Fernando Bambo is Malaria Consortium’s Communications and Advocacy Coordinator in Mozambique
One of the most interesting aspects of working at Malaria Consortium for me is tracking its progression over time. It was in December 2005 that I joined the organisation, as Deputy Coordinator of the demand creation component of the project for Sustainable Distribution Systems of LLINs, funded by the UK Government.
This innovative project, initially implemented in Inhambane province in Mozambique and subsequently expanded to Nampula and Cabo Delgado, rested on three pillars. These were:
1) The free distribution of LLINs to pregnant women at public antenatal care clinics;
2) Support for the commercial sector to develop a market for mosquito nets that were affordable for all socio-economic groups;
3) Demand creation for mosquito nets through communication activities, as well as the promotion of proper nets’ use and care.
The communication component had a huge impact on creating demand for mosquito nets in both the public and private sectors. At the time, LLINs were still a novelty in Mozambique, and we all had a lot to learn in almost all areas of implementation. One of our achievements was the development of a communication strategy to promote LLINs using the COMBI approach (Communication for Behavioural Impact) whose principles have since been incorporated in the National Communication Strategy and Advocacy for Malaria (2013-2017).
COMBI was the strategy that gave rise to the popular interactive radio programme ‘MozzzKito.’ In addition to MozzzKito, we also developed a new tool, the “net hat”: this was an exercise and games worksheet specifically designed for primary school children to help them learn about malaria in a fun way. The ‘hat’ consisted of a poster with six learning exercises and games, including brain teasers, and “malariamática” (math on malaria). With support from teachers, children solved the exercises in the classroom and afterwards folded the poster into a ‘hat’ with the message – “I am protected, sleeping under a net.” This symbolised the participation of children in the fight against malaria.

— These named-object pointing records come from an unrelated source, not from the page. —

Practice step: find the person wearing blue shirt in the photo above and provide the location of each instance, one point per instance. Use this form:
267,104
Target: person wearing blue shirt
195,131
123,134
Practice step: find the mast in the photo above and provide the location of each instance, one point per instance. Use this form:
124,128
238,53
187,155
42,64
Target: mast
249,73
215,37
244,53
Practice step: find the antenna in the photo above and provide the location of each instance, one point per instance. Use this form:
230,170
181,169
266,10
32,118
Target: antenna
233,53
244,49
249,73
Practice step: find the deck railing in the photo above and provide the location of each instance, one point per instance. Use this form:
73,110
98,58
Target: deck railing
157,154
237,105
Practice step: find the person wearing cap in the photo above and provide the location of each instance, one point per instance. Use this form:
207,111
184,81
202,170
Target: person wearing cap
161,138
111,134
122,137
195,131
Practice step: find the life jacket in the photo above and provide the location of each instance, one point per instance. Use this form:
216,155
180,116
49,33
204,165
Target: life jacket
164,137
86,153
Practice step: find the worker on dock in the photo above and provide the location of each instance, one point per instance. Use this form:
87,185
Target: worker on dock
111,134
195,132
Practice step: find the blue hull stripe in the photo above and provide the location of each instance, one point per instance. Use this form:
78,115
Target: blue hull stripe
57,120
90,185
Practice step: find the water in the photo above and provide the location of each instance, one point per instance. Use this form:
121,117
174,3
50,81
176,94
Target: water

Upon leaving the classroom, the children went out onto the street in groups showing their hats, and interacting with the community about malaria. At home, the children read the poster aloud to their parents, and in the end, the parents signed a paper that indicated that they had seen the poster. Finally the children took the “hat” back to school and gave it to the teacher.
Even today, I still think of those earlier projects and look at how far we have come as an organisation. Since I first joined, each project has built on experiences from the last – in this way we have improved our work and generated new ideas. Currently, Malaria Consortium is working on the Malaria Prevention and Control Project – a project that I am a part of. The project aims at engaging communities in defeating malaria through school activities, radio programmes, and capacity building of community-based organisations in conducting behaviour change communication activities. The lessons learned and the accumulated experiences all contribute to better and healthier lives.